Working to manage both their academics as well as their athletics, student-athletes use different methods to successfully achieve a balanced schedule.


***Working on the go…**Traveling to an away softball game, sophomore Jess Deery creates a list of the work she needs to accomplish when she gets home. Having had to leave the last block of the school day early, Deery used the time she had on the bus to organize herself. Arrowhead Photo by Alicia Jones*

Managing time involving school and sports is something many student-athletes struggle to balance and succeed in. Student-athletes and teachers often put forth efforts to create an equal balance between both.
According to football coach and math teacher Ed Gallagher, it is important for students to be involved in sports throughout high school.
“I think sports and any school activity are critical to be a part of the student’s experience,” Gallagher said.
Though, ensuring there is enough time to accomplish all schoolwork and practices including arriving on time and submitting work on time is a constant struggle for student-athletes.
“I get home from practice around 5 p.m., so it’s been a long day of school and then also practice.

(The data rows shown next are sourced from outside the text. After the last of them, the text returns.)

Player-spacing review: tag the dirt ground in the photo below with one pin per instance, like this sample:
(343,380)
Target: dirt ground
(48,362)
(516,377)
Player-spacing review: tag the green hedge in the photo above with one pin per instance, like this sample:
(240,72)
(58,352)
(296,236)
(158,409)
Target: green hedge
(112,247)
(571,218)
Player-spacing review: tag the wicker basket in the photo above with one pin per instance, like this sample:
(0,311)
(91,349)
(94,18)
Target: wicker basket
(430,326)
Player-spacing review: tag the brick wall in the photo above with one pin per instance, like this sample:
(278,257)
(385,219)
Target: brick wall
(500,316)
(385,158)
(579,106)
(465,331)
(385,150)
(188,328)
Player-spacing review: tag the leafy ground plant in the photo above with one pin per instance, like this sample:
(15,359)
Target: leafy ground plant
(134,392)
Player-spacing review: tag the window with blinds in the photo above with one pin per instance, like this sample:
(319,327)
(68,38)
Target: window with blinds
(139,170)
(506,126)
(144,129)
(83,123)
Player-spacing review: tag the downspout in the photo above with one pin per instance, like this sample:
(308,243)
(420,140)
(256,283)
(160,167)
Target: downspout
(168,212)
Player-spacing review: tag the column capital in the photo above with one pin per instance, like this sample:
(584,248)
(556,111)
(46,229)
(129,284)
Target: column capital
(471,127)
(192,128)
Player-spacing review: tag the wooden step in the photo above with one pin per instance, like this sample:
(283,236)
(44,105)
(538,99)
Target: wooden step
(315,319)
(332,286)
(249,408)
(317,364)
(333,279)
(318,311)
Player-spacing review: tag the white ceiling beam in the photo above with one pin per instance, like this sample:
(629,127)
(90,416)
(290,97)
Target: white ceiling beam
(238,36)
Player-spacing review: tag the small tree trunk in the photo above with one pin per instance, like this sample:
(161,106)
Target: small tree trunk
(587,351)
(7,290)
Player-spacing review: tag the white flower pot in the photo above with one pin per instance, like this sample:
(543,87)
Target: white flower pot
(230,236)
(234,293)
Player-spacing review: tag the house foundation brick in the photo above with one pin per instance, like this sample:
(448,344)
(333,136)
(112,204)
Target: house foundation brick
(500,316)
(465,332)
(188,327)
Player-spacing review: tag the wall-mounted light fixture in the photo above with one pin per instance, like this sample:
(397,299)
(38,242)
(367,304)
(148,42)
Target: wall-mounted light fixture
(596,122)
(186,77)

Then, some days I have another practice afterwards, so I just have to fit homework in between practices,” sophomore softball player Jess Deery said. “It’s really hard to get all of it done.”
According to sophomore dancer Olivia Chesla, sports are very time demanding, as is school.
“Each night I’m usually gone because I live 35 minutes from my studio, so I’m usually gone from 3:15 until around 10:30,” Chesla said.
A tactic Chesla takes to manage this is doing schoolwork on the ride to dance practice or during breaks she has.
“Right now I don’t drive, so sometimes I like to do work in the car, using Quizlet or an app on my phone,” Chesla said. “On Saturdays when we have rehearsal, that takes up most of the day, we get breaks, and you’re not needed the entire day so it’s helpful to bring work to do while you’re not dancing.”
A tactic sophomore swimmer Matthew Potts takes is to schedule himself and focus on each task as it is given to him.
“I have a little bit of a schedule. When I’m at school, I do school. When I’m at sports, I do sports, and when I’m at home, I do what I need to do for that night,” Potts said.
According to Deery, she will shift her focus to schoolwork that she might have missed during the week because sports “dominated” it, to the weekend. In order to accomplish this, she makes a list of everything she needs to get done.
For junior Manny Rota-Talarico, school comes before sports.
“It’s important to make sure that I’m a student first, and athlete second,” Rota-Talarico said.
Gallagher agrees. He allows players to go to their teacher after school if they are behind in a class or missed something for school.
“It needs to be a priority and not an excuse,” Gallagher said.
Chesla says mental health is an equally important factor when considering time management and balancing out a set schedule.
“It’s really beneficial for me to do things to take care of my mind,” Chesla said, “I like to journal my thoughts and meditate a bit.”
According to Chesla, doing that each morning helps to manage the stress of each day, even if it is just a couple minutes.